Recent years have seen advancement in the world of 3D printing and a latest innovation could mean that medical professionals can provide personalised medical devices that can deliver antibiotics and chemotherapy in targeted manner.
Using 3D printing technology, the researchers developed bioactive filaments, chemotherapy beads, catheters and stents containing antibiotics or chemotherapeutic agents.
“The 3-D printing allows for tailor-made materials for personalised medicine,” said lead researcher Horacio D’Agostino from Louisiana State University Health Sciences Center (LSUH) in Shreveport.
“We treat a wide variety of patients and, with some patients, the current one-size-fits-all devices are not an option,” said D’Agostino. Researchers added added that this particular technology allows them to “construct devices that meet individual patient’s needs, from their unique anatomy” thereby enabling them to address specific medicine requirements.
“And as tools in interventional radiology, these devices are part of treatment options that are less invasive than traditional surgery,” he added.
The team then tested these devices in cell cultures to see if they could inhibit growth of bacteria and cancer cells.
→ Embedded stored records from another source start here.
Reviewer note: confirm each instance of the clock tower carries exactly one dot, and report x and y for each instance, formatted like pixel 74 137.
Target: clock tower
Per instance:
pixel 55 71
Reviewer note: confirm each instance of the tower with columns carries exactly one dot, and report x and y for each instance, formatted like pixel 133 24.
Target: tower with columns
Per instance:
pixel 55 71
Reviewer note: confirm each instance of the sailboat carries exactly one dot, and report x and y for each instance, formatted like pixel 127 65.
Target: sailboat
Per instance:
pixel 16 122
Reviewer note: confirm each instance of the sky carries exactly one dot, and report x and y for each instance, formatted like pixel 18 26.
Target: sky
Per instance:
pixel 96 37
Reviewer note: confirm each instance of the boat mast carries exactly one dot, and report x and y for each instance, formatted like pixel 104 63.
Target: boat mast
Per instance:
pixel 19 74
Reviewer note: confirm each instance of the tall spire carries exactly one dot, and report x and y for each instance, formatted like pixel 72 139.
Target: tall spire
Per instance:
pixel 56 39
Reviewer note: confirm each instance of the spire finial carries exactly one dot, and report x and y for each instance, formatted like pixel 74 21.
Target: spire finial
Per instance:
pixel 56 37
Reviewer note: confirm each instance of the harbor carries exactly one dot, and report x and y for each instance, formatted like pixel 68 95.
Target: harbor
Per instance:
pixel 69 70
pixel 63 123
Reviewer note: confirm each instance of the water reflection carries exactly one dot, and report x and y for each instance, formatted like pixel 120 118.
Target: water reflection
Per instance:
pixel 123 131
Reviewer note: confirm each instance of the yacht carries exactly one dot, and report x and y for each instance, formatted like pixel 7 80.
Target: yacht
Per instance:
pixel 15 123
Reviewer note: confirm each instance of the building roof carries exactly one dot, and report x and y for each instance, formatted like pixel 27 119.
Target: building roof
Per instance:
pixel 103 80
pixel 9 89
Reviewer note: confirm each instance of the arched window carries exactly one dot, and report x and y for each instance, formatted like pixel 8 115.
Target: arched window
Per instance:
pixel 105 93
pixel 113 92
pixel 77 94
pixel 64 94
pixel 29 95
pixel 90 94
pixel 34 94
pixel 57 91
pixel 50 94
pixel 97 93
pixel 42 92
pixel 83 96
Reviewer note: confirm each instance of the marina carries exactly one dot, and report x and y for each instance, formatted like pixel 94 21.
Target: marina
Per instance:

When testing antibiotic-containing catheters that could slowly release the drug, D’Agostino’s team found that the devices inhibited bacterial growth.
Researchers also saw that filaments carrying chemotherapeutic agents were able to inhibit the growth of cancer cells.
The findings were presented at the ongoing 40th Annual Scientific Meeting of the Society of Interventional Radiology at Georgia World Congress Center in Atlanta.